LO 1 - Definition of Antepartum Haemorrhage

APH is defined as bleeding from the genital tract after 24 weeks of gestation and before the onset of labour (or delivery of the baby).
  • Incidence: affects approximately 3-5% of pregnancies
  • It is a major cause of maternal and perinatal morbidity and mortality worldwide
  • Bleeding may be revealed (external, visible) or concealed (blood pools behind placenta - may have NO visible bleeding but severe maternal compromise)

LO 2 - Causes, Clinical Features, and Complications of APH

Causes (in order of clinical importance)

CauseApproximate %
Placental abruption~30%
Placenta praevia~20%
Vasa praeviaRare
Indeterminate / local causes~50%
Local causes include: cervical ectropion, cervical polyp, cervicitis, cervical carcinoma, varicosities, vaginal lacerations.
Key rule: Do NOT perform a digital or speculum pelvic examination to assess vaginal bleeding in APH until transvaginal ultrasound has confirmed the location of the placenta. Mechanical disruption of the placenta by speculum or digital examination may precipitate catastrophic haemorrhage.

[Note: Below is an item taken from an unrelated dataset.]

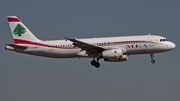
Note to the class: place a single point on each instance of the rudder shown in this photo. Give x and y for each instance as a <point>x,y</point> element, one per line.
<point>19,30</point>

General Clinical Features of APH

  • Vaginal bleeding after 24 weeks (may be bright red or dark)
  • May be painless (praevia) or painful (abruption)
  • Uterine tenderness, contractions
  • Signs of maternal shock: tachycardia, hypotension, pallor, diaphoresis
  • Fetal distress on CTG

Complications

Maternal:
  • Haemorrhagic shock
  • DIC (especially with abruption)
  • Renal failure (from ischaemia)
  • Pituitary necrosis (Sheehan's syndrome) from prolonged hypotension
  • Peripartum hysterectomy
  • Death
Fetal/Neonatal:
  • Fetal distress, hypoxia, acidosis
  • Intrauterine death (fetal mortality ~15% with abruption overall; 100% with severe complete abruption if not immediately delivered)
  • Prematurity and its sequelae
  • Growth restriction

LO 3 - Initial Management Approach to APH

This applies to ALL cases of APH regardless of cause, while diagnosis is being established.

Step 1 - Immediate Stabilisation (Simultaneous Assessment + Resuscitation)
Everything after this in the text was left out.